Cette poursuite très médiatisée démontre, une nouvelle fois, l'incompétence de la presse : l'immunité familiale, même avant la loi du 4 avril 2006, ne couvrait pas le volet le plus important des faits reprochés à la gamine dont s'agit, la falsification de chèques, par apposition de la signature supposée ou imitée du titulaire du compte bancaire...

La mineure aurait été poursuivie car les victimes des chèques falsifiés sont des commerçants ou autres et non la mère ...

Posté le 9.08.2007 à 21h32 par Parayre

2.

Dans la mesure où les commerçants ont vu les chèques être honorés, si j'ai bien compris, ils n'ont pas de préjudice. Or les commerçants sont rarement tentés de s'impliquer dans la moindre procédure si ce n'est pas pour en retirer dommages et intérêts.

Sauf erreur de ma part, les articles L 131-8, L 163-3 et suivants du Code monétaire et financier prévoient que la falsification de chèque et l'usage de chèque falsifié se fait au préjudice du titulaire du chéquier et de son établissement bancaire - et non pas au préjudice du bénéficiaire du chèque*.

Je ne goûte que peu aux questions de délinquances financières, il est donc fort possible que quelque chose m'échappe. Mais selon ma lecture de ces articles, il est alors normal que ce soit la plainte de la mère qui donne lieu aux poursuites, puisque c'est elle qui est victime des faits.

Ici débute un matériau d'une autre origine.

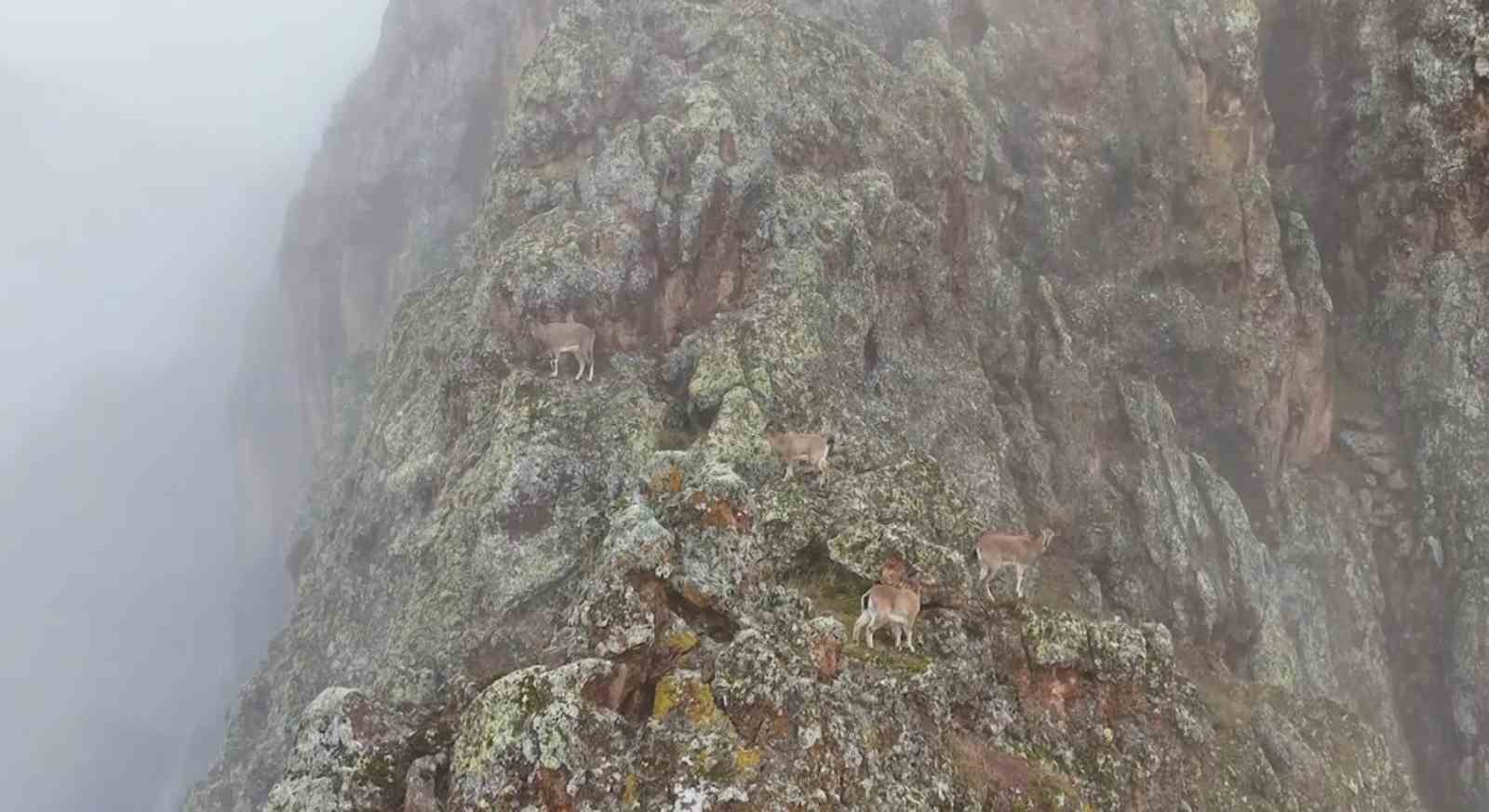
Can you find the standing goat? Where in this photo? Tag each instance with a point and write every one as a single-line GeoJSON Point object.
{"type": "Point", "coordinates": [997, 549]}
{"type": "Point", "coordinates": [806, 448]}
{"type": "Point", "coordinates": [568, 337]}
{"type": "Point", "coordinates": [895, 606]}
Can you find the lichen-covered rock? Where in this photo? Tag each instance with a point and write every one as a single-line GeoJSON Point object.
{"type": "Point", "coordinates": [350, 754]}
{"type": "Point", "coordinates": [1029, 265]}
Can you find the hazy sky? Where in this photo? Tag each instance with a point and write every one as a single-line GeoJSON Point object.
{"type": "Point", "coordinates": [148, 149]}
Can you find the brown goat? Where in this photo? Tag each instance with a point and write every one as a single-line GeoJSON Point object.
{"type": "Point", "coordinates": [998, 549]}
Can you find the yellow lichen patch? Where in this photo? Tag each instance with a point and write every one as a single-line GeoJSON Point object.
{"type": "Point", "coordinates": [632, 796]}
{"type": "Point", "coordinates": [690, 693]}
{"type": "Point", "coordinates": [681, 643]}
{"type": "Point", "coordinates": [746, 760]}
{"type": "Point", "coordinates": [667, 481]}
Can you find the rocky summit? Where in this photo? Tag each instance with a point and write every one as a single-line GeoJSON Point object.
{"type": "Point", "coordinates": [1198, 285]}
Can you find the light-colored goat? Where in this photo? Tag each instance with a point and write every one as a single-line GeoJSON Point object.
{"type": "Point", "coordinates": [893, 606]}
{"type": "Point", "coordinates": [804, 448]}
{"type": "Point", "coordinates": [568, 337]}
{"type": "Point", "coordinates": [998, 549]}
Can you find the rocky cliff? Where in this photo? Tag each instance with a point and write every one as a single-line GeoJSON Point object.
{"type": "Point", "coordinates": [1195, 283]}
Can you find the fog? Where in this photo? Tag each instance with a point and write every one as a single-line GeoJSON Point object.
{"type": "Point", "coordinates": [148, 151]}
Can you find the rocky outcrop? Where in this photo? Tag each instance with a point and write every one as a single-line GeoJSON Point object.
{"type": "Point", "coordinates": [1031, 265]}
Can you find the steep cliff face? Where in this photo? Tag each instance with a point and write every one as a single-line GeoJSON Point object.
{"type": "Point", "coordinates": [399, 176]}
{"type": "Point", "coordinates": [1159, 275]}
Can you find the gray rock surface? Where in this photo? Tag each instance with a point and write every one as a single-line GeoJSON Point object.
{"type": "Point", "coordinates": [1119, 273]}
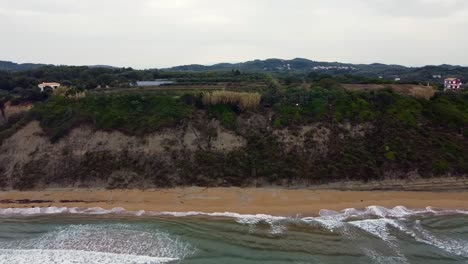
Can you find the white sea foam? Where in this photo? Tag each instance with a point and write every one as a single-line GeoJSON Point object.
{"type": "Point", "coordinates": [114, 243]}
{"type": "Point", "coordinates": [10, 256]}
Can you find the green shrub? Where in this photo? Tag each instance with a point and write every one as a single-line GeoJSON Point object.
{"type": "Point", "coordinates": [225, 114]}
{"type": "Point", "coordinates": [135, 114]}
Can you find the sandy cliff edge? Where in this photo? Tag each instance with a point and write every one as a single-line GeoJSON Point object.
{"type": "Point", "coordinates": [287, 202]}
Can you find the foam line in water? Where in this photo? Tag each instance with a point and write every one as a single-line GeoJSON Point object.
{"type": "Point", "coordinates": [16, 256]}
{"type": "Point", "coordinates": [344, 215]}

Ceci étant dit, vous avez raison, l'usage de chèque falsifié ne semble pas être assimilé au vol au regard de l'immunité familiale, l'action publique eut donc, comme vous le dites, été possible avant 2006.

Pour en revenir au propos de mon billet, il faudra tout de même admettre qu'il y a un paradoxe à ce que le vol puisse être poursuivi depuis une loi qui visait à réprimer les violences conjugales. Mais, j'en conviens, le vol du chéquier est un fait trivial par comparaison à l'usage de chèques falsifiés.


(* J'ai découvert à l'occasion que l'article L 131-15 du même code dispose que « toute personne qui remet un chèque en paiement doit justifier de son identité au moyen d'un document officiel portant sa photographie ». Cela rend donc compétent les caissières de supermarchés pour un contrôle d'identité lors de l'encaissement de paiement par chèque)

Posté le 9.08.2007 à 22h28 par Anonyme courageux

3.

En matière cambiaire, les chèques tirés par un "faussaire" engagent au minimum la responsabilité du "tiré" , la banque, dans la mesure où cette dernière se doit, en principe, de vérifier* la validité de la signature au regard de celle déposée par le titulaire du compte sur le "carton" éponyme.

Le titulaire du compte - si les chèques à lui dérobés ont été falsifiés par signature imitée ou supposée selon la formule consacrée - peut obtenir, en démontrant aisément le caractère apocryphe de la signature, d'être à nouveau crédité des sommes un temps débité.

Idem, mieux même, avec les cartes bancaires, puisque la banque, est en cas de vol de la carte de paiement dans l'impossibilité de prouver l'ordre à elle délivré de verser la somme...

Pour revenir au sujet de votre post - dont j'approuve les entiers termes - mon propos était de préciser que sous l'empire de l'ancien code pénal( article 38O ) ou du nouveau applicable depuis 1994, l'immunité familiale m'a souvent permis de poursuivre du chef d'escroquerie ou de falsification de chèques et usage ( peu important en fait que la victime soit le parent ou non )sans pour autant poursuivre du chef de vol .

*La vérification aujourd'hui ne s'opère plus sauf pour les chèques très importants mais pour anecdote, il y a quarante-cinq ans, titulaire d'un CCP, j'ai eu des chèques tirés par mes soins refusés car effectivement ma signature, avec le temps, avait évolué .Désormais, les chèques sont traités informatiquement et donc aveuglément.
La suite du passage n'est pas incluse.